Looks like some sort of NPS gorgonian, too much polyp retraction for me to tell. The cause of the missing tissue may be due to insufficient food/starving.
 
Gorgonians require high flow and lots of food in the water column for them to survive;they normally thrive in NPS tanks.
 
It's a photosynthetic one. Do you have enought light for it to thrive?

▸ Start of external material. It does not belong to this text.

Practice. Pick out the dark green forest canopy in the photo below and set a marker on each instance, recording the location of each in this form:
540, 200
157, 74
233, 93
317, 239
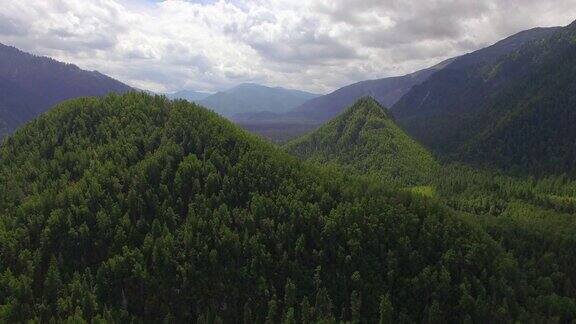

Normally a lot of photosynthetic species have brown polyps due to having zooxanthellae in its tissue. Nps generally have brighter and vivid colours.
 
Looks like one of the Caribbean gorgonians, typically found in shallow water (think strong light, like SPS) and high current areas.
 
I am mistaken, I thought it looked like an nps gorgonian, but after another look it looks more photosyntheticy. Then it might be the lights, flow, water chemistry, disease, or something eating it. Some gorgonians periodically shed their 'skin' to rid themselves of algae too.
 
She sheds like crazy, almost every time, I actually think that's why it lost some flesh, from shredding so much, can that be a possibility?
 
Check the flow, they like a good current. May be when it shed some dead skin remains on it and make tissue to rot ( like if it was a plastic or cyanobacteria film.
Also if you do not, add iodide. it's important for them.
 
its a plexaurella - probably a grandifora. Caribbean.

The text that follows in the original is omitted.